Entre la France et les anciennes colonies ont été signés de nombreux accords de coopération militaire, avec des clauses secrètes qu’on ne découvrira qu’en temps de crise. Par exemple, l'Accord de Défense entre les Gouvernements de la République française, de la République de Côte d'Ivoire, de la République du Dahomey et de la République du Niger du 24 avril 1961, établit l'installation de bases militaires françaises dans ces trois pays, et évoque des « Accords spéciaux » selon lesquels ces trois pays peuvent demander l'aide de la France en matière de défense. La deuxième annexe de cet accord de Défense, concernant les « matières premières et produits stratégiques » (uranium, hydrocarbure), stipule que ces mêmes pays, « pour les besoins de la Défense, réservent par priorité leur vente à la République française après satisfaction des besoins de leur consommation intérieure, et s'approvisionnent par priorité auprès d'elle » et « lorsque les intérêts de la Défense l'exigent, elles limitent ou interdisent leur exportation à destination d'autres pays ».

 

En 2008, Nicolas Sarkozy décide la fermeture de bases françaises situées en Afrique : le 43eBima (Abidjan), Ouakam (Dakar), les Forces Françaises du Cap-Vert. Il ne reste alors que deux bases militaires françaises dans des pays africains, à Djibouti et à Libreville. Néanmoins, la présence militaire française reste importante au Tchad, au Mali et en Côte d’Ivoire. 200 soldats sont maintenus à Bangui.

 

En 2011, Sarkozy engage l’armée française dans une intervention militaire en Libye. En 2013, Hollande fait de même au Mali et en Centrafrique.
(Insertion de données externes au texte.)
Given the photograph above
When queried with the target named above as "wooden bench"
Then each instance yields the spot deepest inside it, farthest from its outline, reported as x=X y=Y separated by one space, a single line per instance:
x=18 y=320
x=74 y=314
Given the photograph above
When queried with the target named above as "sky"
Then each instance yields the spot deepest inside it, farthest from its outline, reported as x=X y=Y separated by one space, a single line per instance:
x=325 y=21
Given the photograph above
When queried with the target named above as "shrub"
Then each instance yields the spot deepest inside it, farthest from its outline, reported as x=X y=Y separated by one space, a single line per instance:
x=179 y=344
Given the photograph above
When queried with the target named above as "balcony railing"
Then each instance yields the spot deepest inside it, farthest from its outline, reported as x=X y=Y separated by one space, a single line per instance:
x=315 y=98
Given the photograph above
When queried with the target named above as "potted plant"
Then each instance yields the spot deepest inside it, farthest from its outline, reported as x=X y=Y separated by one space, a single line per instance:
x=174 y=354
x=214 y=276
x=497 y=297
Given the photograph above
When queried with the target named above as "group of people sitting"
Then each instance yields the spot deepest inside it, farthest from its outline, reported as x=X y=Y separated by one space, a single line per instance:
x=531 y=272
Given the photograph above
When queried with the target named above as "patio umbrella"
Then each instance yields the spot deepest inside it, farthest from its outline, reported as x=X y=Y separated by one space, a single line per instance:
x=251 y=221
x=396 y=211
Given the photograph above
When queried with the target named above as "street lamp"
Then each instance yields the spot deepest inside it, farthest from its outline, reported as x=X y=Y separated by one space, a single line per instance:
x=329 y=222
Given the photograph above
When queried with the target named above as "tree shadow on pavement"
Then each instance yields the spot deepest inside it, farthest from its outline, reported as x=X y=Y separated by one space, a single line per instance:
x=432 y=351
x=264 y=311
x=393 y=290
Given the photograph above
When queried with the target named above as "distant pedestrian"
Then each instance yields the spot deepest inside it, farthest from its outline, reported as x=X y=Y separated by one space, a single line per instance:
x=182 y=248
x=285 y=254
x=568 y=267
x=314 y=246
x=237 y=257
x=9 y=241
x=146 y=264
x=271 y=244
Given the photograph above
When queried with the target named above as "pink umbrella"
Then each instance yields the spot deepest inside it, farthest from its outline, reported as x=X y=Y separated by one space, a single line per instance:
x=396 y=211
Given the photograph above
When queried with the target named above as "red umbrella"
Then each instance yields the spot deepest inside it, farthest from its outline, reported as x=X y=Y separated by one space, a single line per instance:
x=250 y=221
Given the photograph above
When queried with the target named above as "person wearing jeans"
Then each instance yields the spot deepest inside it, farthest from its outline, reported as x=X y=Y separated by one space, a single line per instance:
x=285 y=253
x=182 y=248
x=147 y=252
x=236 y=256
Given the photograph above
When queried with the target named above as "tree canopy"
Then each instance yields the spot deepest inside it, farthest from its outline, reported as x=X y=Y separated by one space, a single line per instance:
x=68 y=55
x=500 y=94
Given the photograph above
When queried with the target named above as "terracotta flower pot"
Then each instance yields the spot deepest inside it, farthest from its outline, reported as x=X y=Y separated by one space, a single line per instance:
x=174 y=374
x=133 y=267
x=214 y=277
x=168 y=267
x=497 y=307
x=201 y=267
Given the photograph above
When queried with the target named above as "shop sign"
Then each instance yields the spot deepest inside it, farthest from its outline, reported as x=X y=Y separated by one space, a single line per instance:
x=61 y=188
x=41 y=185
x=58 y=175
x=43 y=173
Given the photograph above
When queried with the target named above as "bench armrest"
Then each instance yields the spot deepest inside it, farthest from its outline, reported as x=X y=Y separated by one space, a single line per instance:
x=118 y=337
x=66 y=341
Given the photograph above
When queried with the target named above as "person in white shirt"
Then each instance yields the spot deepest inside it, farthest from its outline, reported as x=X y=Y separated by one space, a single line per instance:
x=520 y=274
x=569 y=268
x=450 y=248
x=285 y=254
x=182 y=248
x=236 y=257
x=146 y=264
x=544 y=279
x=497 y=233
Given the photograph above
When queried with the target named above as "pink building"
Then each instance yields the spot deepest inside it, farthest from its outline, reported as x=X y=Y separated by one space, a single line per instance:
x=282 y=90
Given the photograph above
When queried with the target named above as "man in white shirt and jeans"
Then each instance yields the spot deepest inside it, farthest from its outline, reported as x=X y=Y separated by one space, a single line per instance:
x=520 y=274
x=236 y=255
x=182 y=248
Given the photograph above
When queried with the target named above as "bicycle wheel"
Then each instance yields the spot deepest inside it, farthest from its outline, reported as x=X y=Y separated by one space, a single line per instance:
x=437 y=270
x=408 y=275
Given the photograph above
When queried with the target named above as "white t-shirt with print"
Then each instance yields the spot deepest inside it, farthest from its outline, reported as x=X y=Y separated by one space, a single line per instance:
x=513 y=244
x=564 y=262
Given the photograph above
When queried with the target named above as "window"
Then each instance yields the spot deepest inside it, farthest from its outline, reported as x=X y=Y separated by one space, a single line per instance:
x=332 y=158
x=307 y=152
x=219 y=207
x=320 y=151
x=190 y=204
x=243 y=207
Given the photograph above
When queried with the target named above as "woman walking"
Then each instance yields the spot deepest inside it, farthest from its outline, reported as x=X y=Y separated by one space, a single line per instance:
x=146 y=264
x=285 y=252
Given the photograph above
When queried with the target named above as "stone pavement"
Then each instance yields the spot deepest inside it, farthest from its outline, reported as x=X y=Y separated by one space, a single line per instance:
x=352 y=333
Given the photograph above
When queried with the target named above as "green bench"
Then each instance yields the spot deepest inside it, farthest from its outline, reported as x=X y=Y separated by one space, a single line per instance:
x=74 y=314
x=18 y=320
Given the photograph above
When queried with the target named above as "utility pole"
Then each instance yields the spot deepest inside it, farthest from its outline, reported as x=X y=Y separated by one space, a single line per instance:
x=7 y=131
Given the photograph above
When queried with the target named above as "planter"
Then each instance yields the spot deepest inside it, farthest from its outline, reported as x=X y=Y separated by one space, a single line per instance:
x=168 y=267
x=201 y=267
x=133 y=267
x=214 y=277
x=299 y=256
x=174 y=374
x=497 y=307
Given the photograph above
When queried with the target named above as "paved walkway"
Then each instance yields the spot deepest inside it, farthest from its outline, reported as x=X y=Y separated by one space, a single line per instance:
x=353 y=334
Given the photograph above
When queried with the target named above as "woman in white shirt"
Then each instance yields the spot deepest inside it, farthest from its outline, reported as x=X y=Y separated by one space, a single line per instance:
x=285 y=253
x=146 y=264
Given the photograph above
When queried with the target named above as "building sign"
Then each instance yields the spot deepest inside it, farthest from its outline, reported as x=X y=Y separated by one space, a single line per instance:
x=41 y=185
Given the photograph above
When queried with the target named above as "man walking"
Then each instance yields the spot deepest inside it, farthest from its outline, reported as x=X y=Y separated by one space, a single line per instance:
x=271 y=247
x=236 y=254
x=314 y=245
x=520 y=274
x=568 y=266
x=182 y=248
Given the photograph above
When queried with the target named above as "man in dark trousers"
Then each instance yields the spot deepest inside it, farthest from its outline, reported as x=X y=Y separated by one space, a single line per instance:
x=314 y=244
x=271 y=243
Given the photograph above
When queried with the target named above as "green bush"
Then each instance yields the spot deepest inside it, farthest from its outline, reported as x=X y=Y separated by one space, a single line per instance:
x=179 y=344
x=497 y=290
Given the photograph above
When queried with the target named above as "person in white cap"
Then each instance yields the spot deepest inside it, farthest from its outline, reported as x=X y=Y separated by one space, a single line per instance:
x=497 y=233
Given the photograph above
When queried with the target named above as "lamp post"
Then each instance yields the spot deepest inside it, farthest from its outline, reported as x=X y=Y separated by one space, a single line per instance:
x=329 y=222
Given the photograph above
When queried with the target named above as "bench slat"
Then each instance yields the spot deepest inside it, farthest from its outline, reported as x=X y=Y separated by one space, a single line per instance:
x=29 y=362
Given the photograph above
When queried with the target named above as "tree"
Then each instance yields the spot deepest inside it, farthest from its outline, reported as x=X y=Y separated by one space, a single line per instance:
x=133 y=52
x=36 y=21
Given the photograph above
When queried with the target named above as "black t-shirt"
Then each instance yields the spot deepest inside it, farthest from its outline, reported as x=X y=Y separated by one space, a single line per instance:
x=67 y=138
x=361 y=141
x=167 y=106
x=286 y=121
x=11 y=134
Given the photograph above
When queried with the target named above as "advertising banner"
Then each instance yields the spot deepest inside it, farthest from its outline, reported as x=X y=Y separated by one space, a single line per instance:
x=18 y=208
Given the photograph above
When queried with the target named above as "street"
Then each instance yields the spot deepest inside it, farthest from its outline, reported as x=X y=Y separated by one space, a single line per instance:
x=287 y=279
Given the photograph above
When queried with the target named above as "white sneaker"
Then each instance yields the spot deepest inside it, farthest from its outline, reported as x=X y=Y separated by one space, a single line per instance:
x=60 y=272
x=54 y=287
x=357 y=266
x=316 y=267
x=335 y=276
L’opération Barkhane (contre les salafistes djihadistes) est lancée en août 2014. Au 1er janvier 2017, les forces françaises stationnées en Afrique sont de 3 600 hommes.

 

La Françafrique, ce sont aussi d’énormes magouilles. Un réseau considérable de politiques corrompus impulsé par Elf dans les années 1980. Des enrichissements inouïs de dirigeants africains sous l’agide de banques françaises, mais aussi de celle du Vatican. Au moins 150 milliards d’euros ont été détournés par les dirigeants africains. D’après l’ONG Transparency International, les avoirs en France de Denis Sassou Nguesso du Congo, de Teodoro Obiang de Guinée équatoraiale et de feu Omar Bongo du Gabon s’élèvent à 160 millions d’euros.

 

Depuis Clinton, les Etats-Unis ont progressé à grands pas dans le “ pré carré  ” de la France, un peu plus, pour l’instant, que la Chine, troisième partenaire économique de l’Afrique. La coopération chinoise a ceci de très particulier qu’elle construit par elle-même. Ce sont des ouvriers chinois qui bâtissent, ce qui ne diminue pas le chômage de masse des Africains. Quant au transfert de technologie, il ne faut pas rêver.